6 Comments leave one →
  1. November 1, 2011 7:20 am

    LOVE YOU:) See you soon…..


  2. November 1, 2011 8:11 pm

    El Chucko–
    We have exactly one Maybach here in Huntington, WV. One. Uno. Don’t rule us out, yet.
    As for the business license/zoning in Key West…my lips are making the same move they make when I drink really, really bitter lemonade. They are puckering.
    Now is not the time to go into business. Trust me on this one.
    Unless, of course, you make those iPod clones in your dining room.
    If that’s the case, then “game on”.
    Greg P. In WV, who will be on Key West all this weekend, dammit. About time…

    • dangerboyandpixie permalink*
      November 1, 2011 8:54 pm

      Au contraire, mon frere!

      KW hotel occupancy is hovering well north of 90%, up a good 27% over last year, unemployment is down around 5%, and there’s a shortage of hospitality staff across the island. One gets in near the bottom of the business cycle, trims expenses to profitability, and rides the curve.

      KW has been down since Wilma; the fear associated with traveling to Mexico has moved the Cancun and Cozumel parties our way. Last two Spring Breaks were off-the-hook crazy, this one looks to be a madhouse.

      This is the best time to get into the game.

      From the guy who got his engineering business out of the auto industry 4 years early,


  3. Len Bloom permalink
    November 5, 2011 3:20 pm

    Wish you all the luck in the world, coming from a fellow business owner that is not on the right end of the shrinking economy (restaurant owner).

    What is your plan if it’s not being too blunt to ask?

    • dangerboyandpixie permalink*
      November 5, 2011 6:22 pm

      A restauarant would have a tough go of it these days. We’ve had a few open and close in Key West over the past three years; most did not understand the market.

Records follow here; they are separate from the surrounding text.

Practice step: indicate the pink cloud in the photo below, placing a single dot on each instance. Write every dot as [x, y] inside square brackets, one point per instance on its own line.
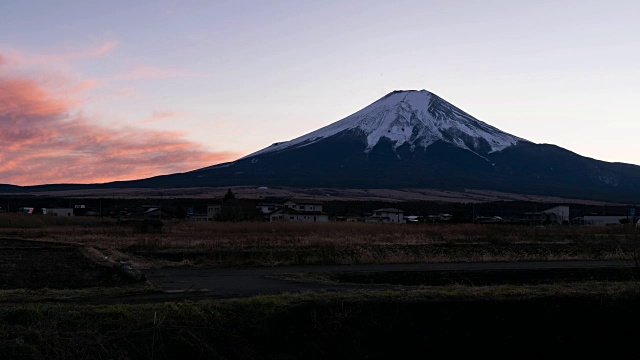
[151, 72]
[83, 54]
[43, 141]
[158, 116]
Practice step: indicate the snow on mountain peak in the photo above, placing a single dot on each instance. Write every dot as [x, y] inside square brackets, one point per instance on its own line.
[415, 117]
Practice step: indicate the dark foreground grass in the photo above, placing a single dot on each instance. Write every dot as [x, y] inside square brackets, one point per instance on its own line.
[573, 320]
[287, 243]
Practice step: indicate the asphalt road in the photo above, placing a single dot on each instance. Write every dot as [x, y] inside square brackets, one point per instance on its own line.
[243, 282]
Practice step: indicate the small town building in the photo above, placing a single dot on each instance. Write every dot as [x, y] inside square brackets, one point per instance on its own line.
[597, 220]
[555, 215]
[304, 205]
[387, 215]
[268, 207]
[290, 214]
[59, 211]
[213, 212]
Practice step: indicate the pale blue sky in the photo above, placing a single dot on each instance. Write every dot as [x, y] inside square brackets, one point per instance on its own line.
[239, 75]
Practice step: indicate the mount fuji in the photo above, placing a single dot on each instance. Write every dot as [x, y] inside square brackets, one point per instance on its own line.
[415, 139]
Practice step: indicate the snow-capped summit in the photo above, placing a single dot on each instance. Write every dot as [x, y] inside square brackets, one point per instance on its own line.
[417, 118]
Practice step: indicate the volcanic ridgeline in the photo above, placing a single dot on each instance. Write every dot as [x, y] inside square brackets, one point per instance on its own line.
[411, 139]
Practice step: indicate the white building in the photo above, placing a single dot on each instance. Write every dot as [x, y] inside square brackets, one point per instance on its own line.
[387, 215]
[213, 211]
[601, 220]
[304, 205]
[296, 210]
[60, 212]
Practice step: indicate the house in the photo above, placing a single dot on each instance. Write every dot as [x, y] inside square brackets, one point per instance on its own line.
[266, 208]
[59, 211]
[488, 219]
[555, 215]
[304, 205]
[596, 220]
[387, 215]
[147, 212]
[293, 210]
[438, 218]
[291, 214]
[213, 212]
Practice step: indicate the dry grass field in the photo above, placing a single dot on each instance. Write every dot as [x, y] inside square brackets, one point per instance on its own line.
[285, 243]
[567, 319]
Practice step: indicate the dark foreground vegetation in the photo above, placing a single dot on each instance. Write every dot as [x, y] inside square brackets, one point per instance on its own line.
[271, 244]
[567, 317]
[574, 323]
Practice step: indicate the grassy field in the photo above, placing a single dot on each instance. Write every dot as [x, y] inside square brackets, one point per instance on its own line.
[555, 319]
[577, 320]
[284, 243]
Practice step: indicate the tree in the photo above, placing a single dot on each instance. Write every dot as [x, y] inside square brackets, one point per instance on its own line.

      I’m planning on following the modus operandi of most people who work in Key West, that is to have more than one revenue stream so as to insure success. Everyone I’ve spoken to has indicated the key to success is to have a strong local following, as one does not make it off the tourist trade alone.

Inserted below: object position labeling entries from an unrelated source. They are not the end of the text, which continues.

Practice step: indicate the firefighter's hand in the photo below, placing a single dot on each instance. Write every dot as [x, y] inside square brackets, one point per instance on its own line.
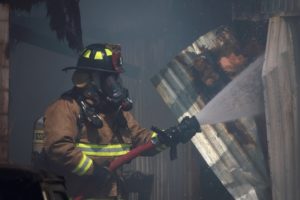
[180, 133]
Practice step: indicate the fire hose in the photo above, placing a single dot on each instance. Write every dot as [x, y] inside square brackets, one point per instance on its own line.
[171, 137]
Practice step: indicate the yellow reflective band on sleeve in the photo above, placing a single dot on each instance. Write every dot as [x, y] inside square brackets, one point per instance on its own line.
[83, 166]
[154, 134]
[104, 150]
[98, 55]
[108, 52]
[87, 54]
[161, 147]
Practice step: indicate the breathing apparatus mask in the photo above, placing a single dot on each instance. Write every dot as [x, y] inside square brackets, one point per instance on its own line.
[111, 95]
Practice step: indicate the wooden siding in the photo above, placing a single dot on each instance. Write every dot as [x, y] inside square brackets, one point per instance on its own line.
[232, 150]
[281, 78]
[4, 82]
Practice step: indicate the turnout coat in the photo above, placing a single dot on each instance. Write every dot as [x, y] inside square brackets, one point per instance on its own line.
[73, 151]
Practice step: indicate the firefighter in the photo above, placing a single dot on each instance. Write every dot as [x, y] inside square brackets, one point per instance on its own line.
[90, 125]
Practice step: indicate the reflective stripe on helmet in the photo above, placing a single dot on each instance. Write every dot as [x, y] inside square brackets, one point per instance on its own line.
[83, 166]
[108, 52]
[98, 55]
[87, 53]
[104, 150]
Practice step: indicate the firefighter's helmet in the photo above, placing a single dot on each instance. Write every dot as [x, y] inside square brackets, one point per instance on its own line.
[100, 57]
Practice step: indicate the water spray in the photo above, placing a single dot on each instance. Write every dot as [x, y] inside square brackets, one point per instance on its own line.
[242, 97]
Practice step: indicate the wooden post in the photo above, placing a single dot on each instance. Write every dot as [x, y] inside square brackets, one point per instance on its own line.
[4, 82]
[281, 76]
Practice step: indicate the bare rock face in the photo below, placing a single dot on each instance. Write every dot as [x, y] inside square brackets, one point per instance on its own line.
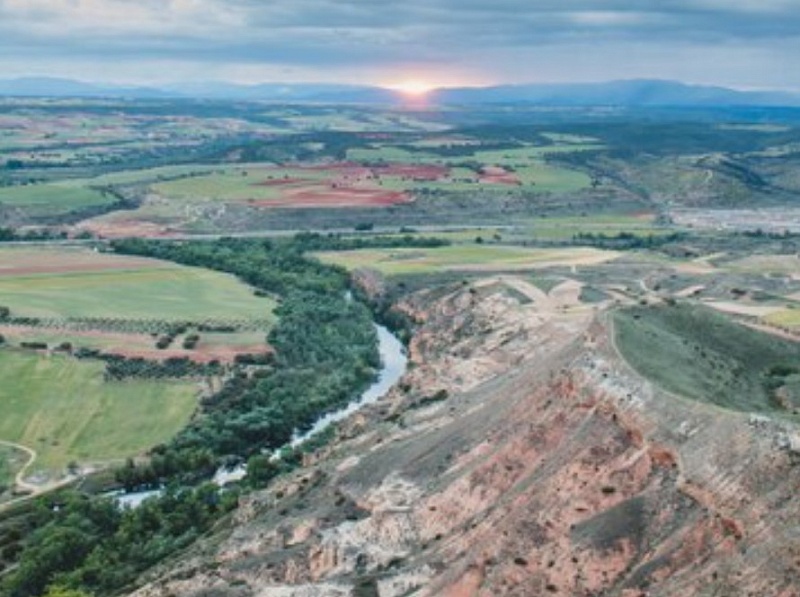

      I’m considering the following:

      – Bicycle tours. At $30-35 a head for a two hour tour, this is a low overhead business with a nice profit margin. It’s totally seasonal, however, so I have to make hay during the 4 months of high season. I like Key West, storytelling and bicycles, so this is a nice confluence for me.

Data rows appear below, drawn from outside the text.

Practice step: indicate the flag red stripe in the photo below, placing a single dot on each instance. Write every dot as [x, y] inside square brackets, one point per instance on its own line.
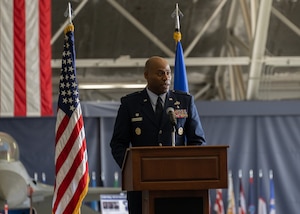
[70, 175]
[81, 185]
[69, 144]
[19, 58]
[61, 128]
[45, 57]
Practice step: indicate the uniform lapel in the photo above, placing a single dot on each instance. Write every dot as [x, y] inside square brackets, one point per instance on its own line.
[147, 107]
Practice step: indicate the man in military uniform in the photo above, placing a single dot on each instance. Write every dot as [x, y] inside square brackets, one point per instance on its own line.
[142, 119]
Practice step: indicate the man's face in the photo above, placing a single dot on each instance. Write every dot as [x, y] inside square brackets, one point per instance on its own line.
[158, 76]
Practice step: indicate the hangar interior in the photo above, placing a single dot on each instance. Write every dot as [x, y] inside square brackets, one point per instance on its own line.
[234, 50]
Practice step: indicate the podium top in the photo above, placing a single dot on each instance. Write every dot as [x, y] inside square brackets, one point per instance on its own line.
[175, 168]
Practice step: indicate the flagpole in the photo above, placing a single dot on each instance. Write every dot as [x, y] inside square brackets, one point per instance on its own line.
[70, 13]
[180, 77]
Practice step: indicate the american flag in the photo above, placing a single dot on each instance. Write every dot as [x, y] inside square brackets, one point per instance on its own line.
[71, 161]
[219, 205]
[25, 58]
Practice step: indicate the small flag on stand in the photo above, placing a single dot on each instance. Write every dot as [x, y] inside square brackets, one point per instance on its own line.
[180, 78]
[242, 200]
[251, 200]
[230, 198]
[262, 204]
[71, 161]
[272, 194]
[219, 205]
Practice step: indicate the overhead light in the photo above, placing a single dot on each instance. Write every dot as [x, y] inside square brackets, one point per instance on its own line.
[111, 86]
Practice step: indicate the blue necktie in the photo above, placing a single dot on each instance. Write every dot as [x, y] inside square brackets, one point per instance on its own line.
[158, 109]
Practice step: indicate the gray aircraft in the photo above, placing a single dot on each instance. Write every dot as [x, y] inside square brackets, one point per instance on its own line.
[15, 184]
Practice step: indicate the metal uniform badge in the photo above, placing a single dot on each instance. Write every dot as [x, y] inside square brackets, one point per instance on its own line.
[138, 131]
[180, 131]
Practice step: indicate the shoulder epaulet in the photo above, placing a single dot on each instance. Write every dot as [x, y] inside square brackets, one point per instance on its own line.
[133, 94]
[180, 92]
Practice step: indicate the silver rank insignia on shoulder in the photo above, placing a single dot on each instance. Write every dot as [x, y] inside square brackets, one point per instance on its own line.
[138, 131]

      – Lifestyle shop. Fixed gear bikes, skateboards, stand-up paddleboards and associated surfwear. There’s only one shop left in town which does this; if I ran it in conjunction with the bike tour business, the two would complement each other nicely. Between the Pheebs and I, we have about 15 years of retail experience.

      – Motorcycle shop. I can get three product lines right off the bat, including a scooter line. The key to success would be rentals and tours; the ‘hook’ being rental of sidecar motorcycles. This is the highest revenue generator of the bunch, but requires the most investment.

      – Kitchen and bath design. Virtually no overhead; I’d sub out my services to the architecture/engineering community along with the local contracting community. Designing kitchens and baths is easy and interesting for me; the challenge in KW is working with smaller than US-standard spaces, and I know how to do that.

      – Small commercial/residential energy services. No overhead, can run in conjunction with kitchen and bath design. I’ve done this for nearly 15 years for large companies, and I’ve saved some of my neighbors up to 50% on their utility bill.

      I don’t have to make the decision for another month, with a start date of about Feb 1.

  4. Len Bloom permalink
    November 9, 2011 4:50 pm

    Wow, I truely wish you the best with it.

    If the economy doesn’t get any better around here I’ll soon be available to be the most loyal, hardest working employee you could ever hope to have.